My experience with exporting Postgres RDS partitioned tables to S3

metadata · on May 15, 2022

Scripting data movement is easy only for small and easy jobs. With many thousands of tables and more than a few TB, all kinds of issues start popping up. I read somewhere that 85% of large data migration projects fail. Data warehouses really need an optimal Parquet file sizes to work efficiently, and for Snowflake it's roughly 100-200MB per file. The good way to copy that is relying on DB statistics to determine the optimal number of records per chunk. Then, to have the job finish in a reasonable time, one needs to read a certain number of data chunks in parallel and stream that data into Parquet at S3 (or Azure Blobs). Once the data is up, Snowflake can ingest it.

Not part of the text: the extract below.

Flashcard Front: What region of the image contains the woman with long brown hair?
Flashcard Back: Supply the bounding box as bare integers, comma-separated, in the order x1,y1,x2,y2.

Shameless plug: my company created a commercial solution which does exactly that (https://www.spectralcore.com/omniloader). Happy to answer any questions.

metadat · on May 16, 2022

I knew it, it was you.

singlow · on May 15, 2022

Might consider using the Athena Federated Query. Essentially it is a lambda that knows how to get data from a database instance and write it to s3. It is very well optimized for partitioned tables.

https://github.com/awslabs/aws-athena-query-federation/tree/...

Once that is configured, execute a Create-Table-As (CTAS) or insert query using a select from the configured lambda-backed catalog.

I have only tryed the mysql version, but they docs indicate they are very similar.

gcbirzan · on May 15, 2022

RDS export also has a bug where at some point it will not allow you to make new jobs (let alone list the old ones) because something internally times out when trying to serialise the list of tables from the job. I'm surprised it worked for you, I think we have around 100k tables too and it fails.

higeorge13 · on May 16, 2022

Ah yeah, i forgot to write about this issue. We also never made it to work when providing all the list of partitioned tables, the api call was failing. We were fortunate to just provide the list of 7 tables as input and made it work (somehow).

Marazan · on May 15, 2022

Ive had issues in the other direction.

Importing data using the copy from s3 command has a nasty failure state if the client loses connection to the db AND the import command has a problem.

The query hangs with a row exclusive lock and the query _cannot_ be killed. Only option was to reboot the DB.

higeorge13 · on May 15, 2022

You mean this function: https://docs.aws.amazon.com/AmazonRDS/latest/UserGuide/USER_...? I don't get that Postgres RDS only allows you to import from csv, while the exports are strictly parquet. I know that Postgres implements the COPY command using csv or binary, but i would expect some end-to-end lifecycle implementation by AWS and parquet would at least enforce some schema and reduce some errors including those which caused yours.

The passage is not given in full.